Emmanuel Macron écrit aux maires de France

Emmanuel Macron écrit aux maires de France©Wochit

6Medias, publié le lundi 19 novembre 2018 à 20h30

Le Congrès de l'association des maires de France s'ouvre mardi porte de Versailles à Paris. À défaut de s'y rendre, Emmanuel Macron a adressé vendredi une lettre aux édiles dans laquelle il tente d'apaiser les tensions, révèle ce lundi BFMTV, qui s'est procuré le document.

Dans ce courrier, le chef de l'État réaffirme ses engagements et assure que la "Dotation Globale de Fonctionnement" allouée aux mairies sera préservée.

Quant à la suppression de la taxe d'habitation, le président de la République promet qu'elle sera "compensée à l'euro près". "À moyen terme, il s'agira de repenser totalement, en concertation avec l'ensemble des élus, notre système de fiscalité locale. Une réforme globale sera présentée au printemps 2019", précise-t-il dans sa lettre.



Par ailleurs, Emmanuel Macron demande aux 322 plus importantes collectivités "de s'engager contractuellement à limiter à 1,2% par an la croissance maximale de leurs dépenses de fonctionnement", rapporte BFMTV. Enfin, le chef de l'État a affirmé dans sa lettre vouloir laisser une plus grande autonomie aux maires. Pour rappel, l'Élysée avait fait savoir il y a quelques jours qu'Emmanuel Macron ne se rendrait pas au Congrès des maires cette année.

Pour François Baroin, "nous avons touché le fond"

Une absence jugée regrettable par le président de l'AMF François Baroin, qui a par ailleurs accordé une interview exclusive au Figaro ce lundi 19 novembre dans laquelle il regrette les relations compliquées que le gouvernement entretient depuis dix-huit mois avec les élus locaux.

"La France ne peut pas se résumer à une grande capitale et six métropoles, dont nous avons par ailleurs besoin, mais qui récupéreraient toutes les énergies des territoires. Encore plus de la moitié des Français vivent dans des communes de 10.000 habitants et 40 % dans celles de 3000 habitants", explique dans un premier temps l'ancien ministre. Dans les colonnes du quotidien, il reproche notamment à l'Etat de faire "une lecture comptable et budgétaire de la gestion des moyens affectés aux territoires où existe un sentiment d'abandon".

Avec ce dernier, "nous discutons sans toujours parler la même langue" déplore François Baroin. "Nos gouvernants doivent savoir que nous avons le sens de l'État.

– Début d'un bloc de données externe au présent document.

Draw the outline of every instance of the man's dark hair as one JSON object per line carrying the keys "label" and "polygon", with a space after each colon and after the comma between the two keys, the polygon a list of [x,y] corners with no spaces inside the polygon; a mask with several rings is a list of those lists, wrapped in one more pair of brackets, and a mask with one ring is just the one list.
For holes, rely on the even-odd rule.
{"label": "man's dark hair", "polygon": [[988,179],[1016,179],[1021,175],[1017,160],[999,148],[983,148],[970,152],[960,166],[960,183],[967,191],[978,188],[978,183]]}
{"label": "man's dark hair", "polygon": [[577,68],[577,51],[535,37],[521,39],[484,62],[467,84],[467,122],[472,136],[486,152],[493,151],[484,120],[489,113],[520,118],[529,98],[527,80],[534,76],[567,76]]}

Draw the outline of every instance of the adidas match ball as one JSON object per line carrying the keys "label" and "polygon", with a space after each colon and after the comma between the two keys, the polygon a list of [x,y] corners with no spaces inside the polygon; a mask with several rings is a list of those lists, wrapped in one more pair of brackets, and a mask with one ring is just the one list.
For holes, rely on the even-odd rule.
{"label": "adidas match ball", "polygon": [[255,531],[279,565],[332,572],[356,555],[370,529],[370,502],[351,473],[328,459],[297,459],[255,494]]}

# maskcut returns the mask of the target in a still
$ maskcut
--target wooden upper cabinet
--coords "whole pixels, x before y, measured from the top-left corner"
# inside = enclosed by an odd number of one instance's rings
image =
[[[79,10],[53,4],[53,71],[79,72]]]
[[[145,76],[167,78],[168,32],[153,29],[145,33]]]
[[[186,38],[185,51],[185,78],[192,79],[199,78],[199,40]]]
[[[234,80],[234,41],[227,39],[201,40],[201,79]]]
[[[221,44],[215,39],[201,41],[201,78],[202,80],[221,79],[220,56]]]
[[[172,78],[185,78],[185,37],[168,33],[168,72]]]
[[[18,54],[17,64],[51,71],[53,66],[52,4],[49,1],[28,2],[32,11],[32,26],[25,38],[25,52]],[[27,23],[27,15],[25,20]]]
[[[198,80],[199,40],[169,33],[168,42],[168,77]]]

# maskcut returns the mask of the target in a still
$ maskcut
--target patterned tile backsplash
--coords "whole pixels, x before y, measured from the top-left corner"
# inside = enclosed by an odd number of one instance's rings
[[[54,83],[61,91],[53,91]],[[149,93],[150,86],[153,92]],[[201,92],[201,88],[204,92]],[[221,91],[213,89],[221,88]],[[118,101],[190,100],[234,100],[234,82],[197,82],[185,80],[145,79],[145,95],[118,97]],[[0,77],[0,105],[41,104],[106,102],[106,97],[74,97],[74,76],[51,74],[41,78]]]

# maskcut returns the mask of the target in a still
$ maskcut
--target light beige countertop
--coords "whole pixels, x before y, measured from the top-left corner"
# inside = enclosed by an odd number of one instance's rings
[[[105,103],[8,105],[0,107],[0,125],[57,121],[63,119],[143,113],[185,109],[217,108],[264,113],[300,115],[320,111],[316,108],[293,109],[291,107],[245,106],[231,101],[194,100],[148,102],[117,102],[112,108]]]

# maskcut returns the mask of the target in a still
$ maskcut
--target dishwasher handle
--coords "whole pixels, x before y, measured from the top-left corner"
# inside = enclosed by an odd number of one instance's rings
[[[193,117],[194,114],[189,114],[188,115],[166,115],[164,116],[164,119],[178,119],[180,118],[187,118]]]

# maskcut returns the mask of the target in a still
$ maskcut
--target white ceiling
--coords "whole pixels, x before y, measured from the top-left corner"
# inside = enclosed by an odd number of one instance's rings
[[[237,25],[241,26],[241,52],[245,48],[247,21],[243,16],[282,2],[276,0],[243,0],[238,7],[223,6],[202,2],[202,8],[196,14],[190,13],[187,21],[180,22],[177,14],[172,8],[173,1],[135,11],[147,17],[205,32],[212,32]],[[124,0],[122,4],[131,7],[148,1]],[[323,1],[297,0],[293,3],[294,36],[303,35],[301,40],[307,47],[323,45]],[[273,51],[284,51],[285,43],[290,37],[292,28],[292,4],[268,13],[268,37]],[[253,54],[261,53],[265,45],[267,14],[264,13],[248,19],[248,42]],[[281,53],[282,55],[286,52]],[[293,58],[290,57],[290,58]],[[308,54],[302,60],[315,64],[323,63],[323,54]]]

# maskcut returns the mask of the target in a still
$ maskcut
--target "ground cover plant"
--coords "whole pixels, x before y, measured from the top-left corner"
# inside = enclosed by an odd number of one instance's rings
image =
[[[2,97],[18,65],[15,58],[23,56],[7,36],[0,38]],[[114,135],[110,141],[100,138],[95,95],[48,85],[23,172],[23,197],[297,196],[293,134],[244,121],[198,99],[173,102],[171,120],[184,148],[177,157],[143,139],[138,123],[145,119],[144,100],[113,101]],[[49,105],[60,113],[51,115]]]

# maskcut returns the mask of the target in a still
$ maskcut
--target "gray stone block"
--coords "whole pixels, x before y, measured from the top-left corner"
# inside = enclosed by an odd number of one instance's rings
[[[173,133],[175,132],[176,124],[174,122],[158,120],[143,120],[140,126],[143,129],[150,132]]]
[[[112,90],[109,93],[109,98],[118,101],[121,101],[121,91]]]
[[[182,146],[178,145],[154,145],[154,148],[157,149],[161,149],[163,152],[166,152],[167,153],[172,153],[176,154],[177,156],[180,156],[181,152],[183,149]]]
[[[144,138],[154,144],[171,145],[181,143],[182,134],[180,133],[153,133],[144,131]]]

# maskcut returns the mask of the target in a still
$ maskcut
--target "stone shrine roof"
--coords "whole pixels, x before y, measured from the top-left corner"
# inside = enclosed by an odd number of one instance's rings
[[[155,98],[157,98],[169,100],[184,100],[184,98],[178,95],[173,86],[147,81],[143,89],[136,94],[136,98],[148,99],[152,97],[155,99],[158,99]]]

Nos désaccords avec eux ne font pas de nous des opposants politiques ou des interlocuteurs indignes (...) Une initiative comme #BalanceTonMaire est une insulte faisant le lit des populismes", déclare encore le maire de Troyes.

Et d'ajouter, amer, que "l'État s'est lancé dans une forme de dénonciation, relayée par des soutiens du parti majoritaire via un hashtag insultant, assimilant les maires à des délinquants, voire des criminels. Nous avons touché le fond".

Un Congrès pour "tourner la page"

"Ce congrès des maires doit permettre à tout le monde, à commencer par ceux qui ont basculé dans ces méthodes inacceptables, de tourner une page", espère l'élu LR.

François Baroin, qui a rencontré Emmanuel Macron à la demande de ce dernier il y a une quinzaine de jours explique en outre au Figaro avoir "longuement discuté" avec le chef de l'Etat, "de manière très cordiale".

Sur le logement et les emplois aidés, leur entretien semble avoir été constructif, précise l'ancien député et sénateur. "Je lui ai également parlé d'un principe simple (...) qui décide paye, qui paye décide. Si nous payons, nous devons être associés à la décision. Emmanuel Macron a entendu ce message. Qu'en retiendra-t-il ? Je ne suis pas en mesure de le dire", conclut néanmoins François Baroin.